Dear Middle Child,

At two you have many strong furious sad emotions and strong wants, needs, desires. You see clearly what it is that you want to do, your imagination lights up and your boundless energy explodes, and then things don’t go the way you thought and it all falls apart to messy snotty tears and shrieking.

Sometimes you need the space to cry it out. To curl against my chest the way you did when you were an infant, and shriek in my ear until it rings and until my shirt is damp with tears, snot and drool.

You do not need to be made to feel better, you do not need to be distracted, you do not need to be chastised, you do not need to be ignored.

You need us to TURN DOWN THE VOLUME. To step back. To recede quietly and to give you a safe warm comforting space in one of our arms where you can let it all out. All the tears, the sad, the anger, the frustration, the built up stress of all that you want to do but cannot yet do. The excitement over all the things that you have learned and the sadness at the things you cannot yet do.

I do not need to fix this, you are fixing it yourself. You are venting all the pent up things that you cannot deal with, and you are spending out all that energy that you have inside so that your mind can be free and clear of the hurricane that has been building for some time.

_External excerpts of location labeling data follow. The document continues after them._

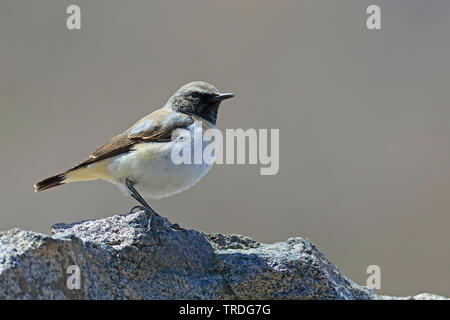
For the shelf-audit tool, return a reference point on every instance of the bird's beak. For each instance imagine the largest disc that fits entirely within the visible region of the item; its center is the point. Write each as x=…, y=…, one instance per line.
x=221, y=96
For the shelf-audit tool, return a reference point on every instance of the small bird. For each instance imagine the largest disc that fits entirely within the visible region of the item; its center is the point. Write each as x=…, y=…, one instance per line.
x=140, y=158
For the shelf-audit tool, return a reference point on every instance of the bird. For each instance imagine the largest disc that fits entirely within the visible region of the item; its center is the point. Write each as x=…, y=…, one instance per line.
x=140, y=157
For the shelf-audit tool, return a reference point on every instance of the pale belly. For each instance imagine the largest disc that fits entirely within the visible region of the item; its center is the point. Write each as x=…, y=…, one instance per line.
x=151, y=167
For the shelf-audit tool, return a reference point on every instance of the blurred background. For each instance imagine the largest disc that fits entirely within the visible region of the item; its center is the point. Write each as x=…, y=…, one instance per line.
x=363, y=118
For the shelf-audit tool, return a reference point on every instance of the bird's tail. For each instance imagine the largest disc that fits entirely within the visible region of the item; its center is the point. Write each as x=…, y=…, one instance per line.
x=50, y=182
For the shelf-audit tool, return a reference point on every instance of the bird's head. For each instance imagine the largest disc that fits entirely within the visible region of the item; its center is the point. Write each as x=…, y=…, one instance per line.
x=198, y=98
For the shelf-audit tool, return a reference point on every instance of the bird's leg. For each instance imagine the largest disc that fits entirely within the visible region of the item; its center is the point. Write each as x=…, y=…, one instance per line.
x=144, y=204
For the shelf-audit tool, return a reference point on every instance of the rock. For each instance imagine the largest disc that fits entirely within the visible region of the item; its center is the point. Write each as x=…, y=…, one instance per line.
x=118, y=259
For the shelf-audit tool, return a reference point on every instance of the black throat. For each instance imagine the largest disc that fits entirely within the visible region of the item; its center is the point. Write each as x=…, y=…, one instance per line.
x=209, y=112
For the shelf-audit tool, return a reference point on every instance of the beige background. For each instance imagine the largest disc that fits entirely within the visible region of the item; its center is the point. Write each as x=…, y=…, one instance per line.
x=364, y=120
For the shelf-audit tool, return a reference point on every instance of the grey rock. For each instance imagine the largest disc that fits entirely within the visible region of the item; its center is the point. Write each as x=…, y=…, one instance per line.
x=118, y=259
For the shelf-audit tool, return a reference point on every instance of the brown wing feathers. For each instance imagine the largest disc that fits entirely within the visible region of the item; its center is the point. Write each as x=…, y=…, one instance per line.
x=158, y=132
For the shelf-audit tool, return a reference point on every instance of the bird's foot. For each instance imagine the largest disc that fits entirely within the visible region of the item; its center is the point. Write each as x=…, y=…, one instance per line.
x=149, y=213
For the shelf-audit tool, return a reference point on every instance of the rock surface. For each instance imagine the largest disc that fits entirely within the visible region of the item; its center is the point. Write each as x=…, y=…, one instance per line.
x=118, y=259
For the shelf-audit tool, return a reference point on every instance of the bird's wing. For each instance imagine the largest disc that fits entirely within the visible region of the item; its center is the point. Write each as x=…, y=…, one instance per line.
x=156, y=127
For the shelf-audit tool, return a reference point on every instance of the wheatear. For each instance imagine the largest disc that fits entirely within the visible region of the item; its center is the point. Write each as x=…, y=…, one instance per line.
x=140, y=158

I need to let you do this, to let you scream it out and cry it out and sob it out, and whimper it out, and sniffle it out, and snuggle it out until we both sit there quietly for a while and you notice that book sitting on the shelf next to us. Until you slip from my lap and bring it back with a tear-stained smile. “Mommy, read dis book!” And we will. We’ll read a book about funny faces while the tears dry from your face.

When it is all past, you scamper off as though nothing has happened. Because nothing has. I have not told you to shove your emotions deep inside. I have not told you that they are too big or too scary for me to deal with. I have not berated you or made you feel small. I have not told you to sit in a corner until you “stop yelling”.

I don’t wish to teach you that your emotions are scary things that we cannot deal with, because I do not want you to fear them. I want you to understand them deeply and to understand that they pass. I do not want you to feel that you have to be guilty for them. I do not want you to think that they somehow “get you things” or change things. They just are. They are feelings. And they run deep.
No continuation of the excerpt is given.